DUBAI (AFP) - In a historic deal, Israel and the UAE agreed Thursday (Aug 13) to normalise relations which would make the Gulf country only the third Arab nation to hold diplomatic ties with the Jewish state.
Here is how the world is reacting:
"HUGE breakthrough today! Historic Peace Agreement between our two GREAT friends, Israel and the United Arab Emirates!" US President Donald Trump said on Twitter.
"Everybody said this would be impossible ... After 49 years Israel and the United Arab Emirates will fully normalise their diplomatic relations," Trump later told reporters.
US Secretary of State Mike Pompeo described it as "a historic day and a significant step forward for peace in the Middle East".
"The United States hopes that this brave step will be the first in a series of agreements that ends 72 years of hostilities in the region," Pompeo said.
Democratic White House candidate Joe Biden said: "Israel and the United Arab Emirates have taken a historic step to bridge the deep divides of the Middle East." He added "the UAE's offer to publicly recognise the State of Israel is a welcome, brave, and badly-needed act of statesmanship".
White House adviser Jared Kushner, who helped draw up the Trump peace plan, described the deal as "an icebreaker between these two countries," adding "we'll hopefully see ... more countries start to do the same."
Trump's national security adviser Robert O'Brien said: "We believe there are other countries waiting in the wings." Trump "should be a frontrunner for the Nobel Peace Prize," O'Brien added.
Israeli Prime Minister Benjamin Netanyahu also hailed it as an "historic day".
"Today a new era began in the relations between Israel and the Arab world," Netanyahu told a press conference.
Defence Minister and alternate prime minister Benny Gantz called the agreement "important and significant".
"I call upon other Arab nations to advance diplomatic relations in additional peace agreements," he added.
UNITED ARAB EMIRATES
The UAE's leader Sheikh Mohamed bin Zayed Al-Nahyan said in a tweet that "an agreement was reached to stop further Israeli annexation of Palestinian territories".

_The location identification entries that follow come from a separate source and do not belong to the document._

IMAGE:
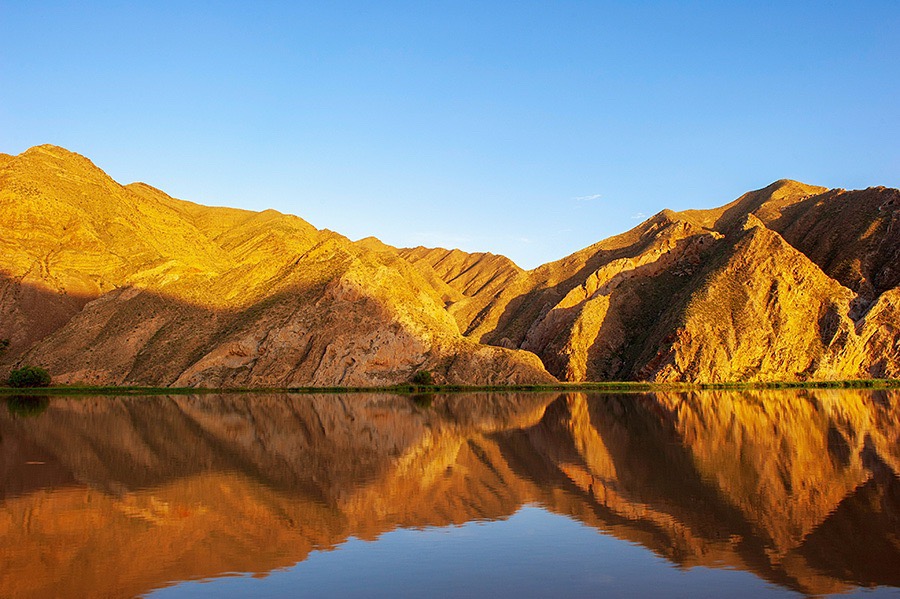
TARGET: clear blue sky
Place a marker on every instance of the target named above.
(530, 129)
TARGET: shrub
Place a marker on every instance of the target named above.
(29, 376)
(423, 377)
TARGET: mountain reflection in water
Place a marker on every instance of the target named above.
(108, 496)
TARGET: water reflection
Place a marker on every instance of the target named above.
(117, 496)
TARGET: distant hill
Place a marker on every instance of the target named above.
(109, 284)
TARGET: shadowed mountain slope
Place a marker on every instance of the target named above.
(788, 282)
(113, 284)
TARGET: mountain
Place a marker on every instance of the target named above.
(109, 284)
(787, 282)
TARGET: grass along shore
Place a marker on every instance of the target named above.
(600, 387)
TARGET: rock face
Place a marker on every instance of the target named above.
(110, 284)
(790, 282)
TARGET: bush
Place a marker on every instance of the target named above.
(423, 377)
(29, 376)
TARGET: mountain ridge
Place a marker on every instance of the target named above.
(112, 284)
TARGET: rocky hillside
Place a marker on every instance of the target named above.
(104, 283)
(109, 284)
(788, 282)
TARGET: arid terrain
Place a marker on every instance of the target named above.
(102, 283)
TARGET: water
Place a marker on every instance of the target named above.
(742, 494)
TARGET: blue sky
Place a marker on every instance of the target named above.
(531, 129)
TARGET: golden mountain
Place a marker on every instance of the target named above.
(109, 284)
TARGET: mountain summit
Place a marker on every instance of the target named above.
(109, 284)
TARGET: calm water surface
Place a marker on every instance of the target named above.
(740, 494)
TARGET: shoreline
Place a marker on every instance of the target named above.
(604, 387)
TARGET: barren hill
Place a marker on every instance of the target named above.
(111, 284)
(104, 283)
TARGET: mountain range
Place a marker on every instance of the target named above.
(109, 284)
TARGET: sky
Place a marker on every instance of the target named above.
(530, 129)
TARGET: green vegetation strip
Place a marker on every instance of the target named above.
(607, 387)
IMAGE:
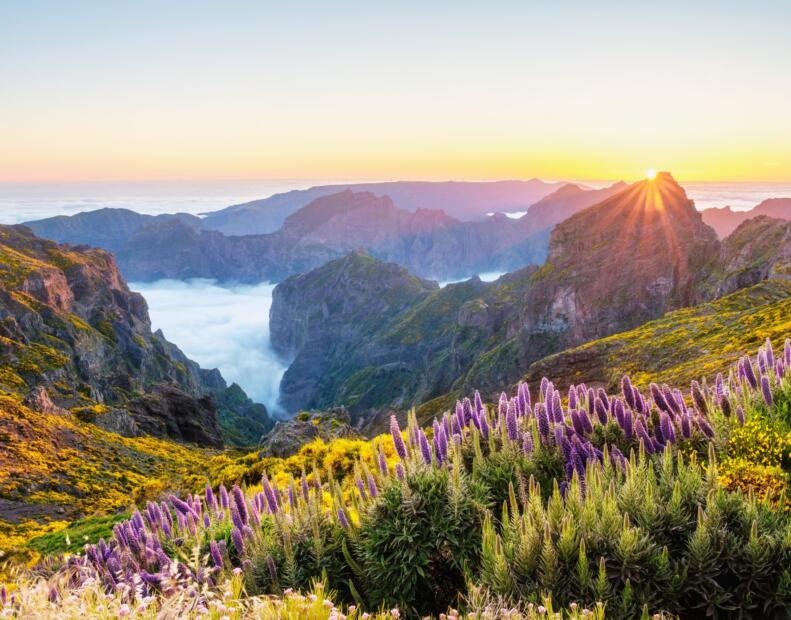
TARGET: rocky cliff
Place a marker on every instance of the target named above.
(725, 220)
(74, 335)
(428, 242)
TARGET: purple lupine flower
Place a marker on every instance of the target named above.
(372, 490)
(725, 405)
(502, 406)
(601, 411)
(512, 432)
(704, 426)
(382, 461)
(543, 419)
(576, 420)
(557, 407)
(698, 398)
(749, 372)
(425, 448)
(686, 427)
(216, 555)
(586, 421)
(360, 488)
(398, 440)
(527, 442)
(766, 390)
(666, 424)
(603, 397)
(572, 397)
(484, 428)
(270, 495)
(627, 426)
(659, 398)
(628, 391)
(238, 540)
(241, 504)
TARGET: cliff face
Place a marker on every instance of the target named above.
(758, 249)
(69, 325)
(725, 220)
(426, 241)
(621, 263)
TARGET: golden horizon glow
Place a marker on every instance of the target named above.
(156, 91)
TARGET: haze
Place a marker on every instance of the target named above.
(198, 90)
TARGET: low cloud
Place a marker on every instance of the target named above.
(220, 326)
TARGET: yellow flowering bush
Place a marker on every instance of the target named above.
(768, 482)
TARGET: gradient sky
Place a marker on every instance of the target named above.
(353, 90)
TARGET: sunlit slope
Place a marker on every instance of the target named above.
(683, 345)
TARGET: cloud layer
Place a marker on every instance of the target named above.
(220, 326)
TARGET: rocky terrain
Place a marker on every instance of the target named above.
(725, 220)
(427, 241)
(75, 340)
(612, 267)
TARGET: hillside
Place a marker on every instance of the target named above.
(464, 200)
(645, 248)
(682, 346)
(725, 220)
(74, 339)
(427, 241)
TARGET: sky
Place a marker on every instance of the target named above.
(142, 90)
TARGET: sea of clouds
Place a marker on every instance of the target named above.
(220, 326)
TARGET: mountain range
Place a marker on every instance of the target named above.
(428, 241)
(375, 338)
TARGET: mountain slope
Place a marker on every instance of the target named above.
(725, 220)
(681, 346)
(464, 200)
(73, 338)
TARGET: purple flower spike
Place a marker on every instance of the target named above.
(398, 440)
(216, 554)
(425, 448)
(510, 422)
(382, 461)
(527, 443)
(543, 419)
(749, 373)
(699, 398)
(725, 405)
(238, 540)
(601, 411)
(372, 490)
(628, 391)
(766, 390)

Minister of State for Foreign Affairs Anwar Gargash told a media briefing that "most countries will see this as a bold step to secure a two-state solution, allowing time for negotiations."
The Palestinian Authority voiced its "strong rejection and condemnation" of the deal.
Palestinian president Mahmud Abbas called the deal an "aggression" against the Palestinian people and a "betrayal" of their cause, including their claim to Jerusalem as a capital of their future state.
Hazem Qasem, spokesman for Palestinian Islamist group Hamas, which controls the Gaza Strip, told AFP the deal "does not serve the Palestinian cause".
"The agreement with the UAE is a reward for the Israeli occupation and crimes," Qasem said.
Senior Palestinian official Hanan Ashrawi wrote on Twitter: "May you never experience the agony of having your country stolen; may you never feel the pain of living in captivity under occupation; may you never witness the demolition of your home or murder of your loved ones. May you never be sold out by your 'friends.'"
"I appreciate the efforts of the architects of this agreement for the prosperity and stability of our region," said Egyptian President Abdel Fattah al-Sisi in a tweet.
He added he hoped the deal to halt Israel's annexation of Palestinian land, would help bring "peace" to the Middle East.
"This historic step will contribute to strengthening stability and peace in the region," Bahrain's government said in a statement.
British Foreign Secretary Dominic Raab in a statement, "This is an historic step which sees the normalisation of relations between two great friends of the UK... Ultimately, there is no substitute for direct talks between the Palestinians and Israel, which is the only way to a reach a two state solution and a lasting peace."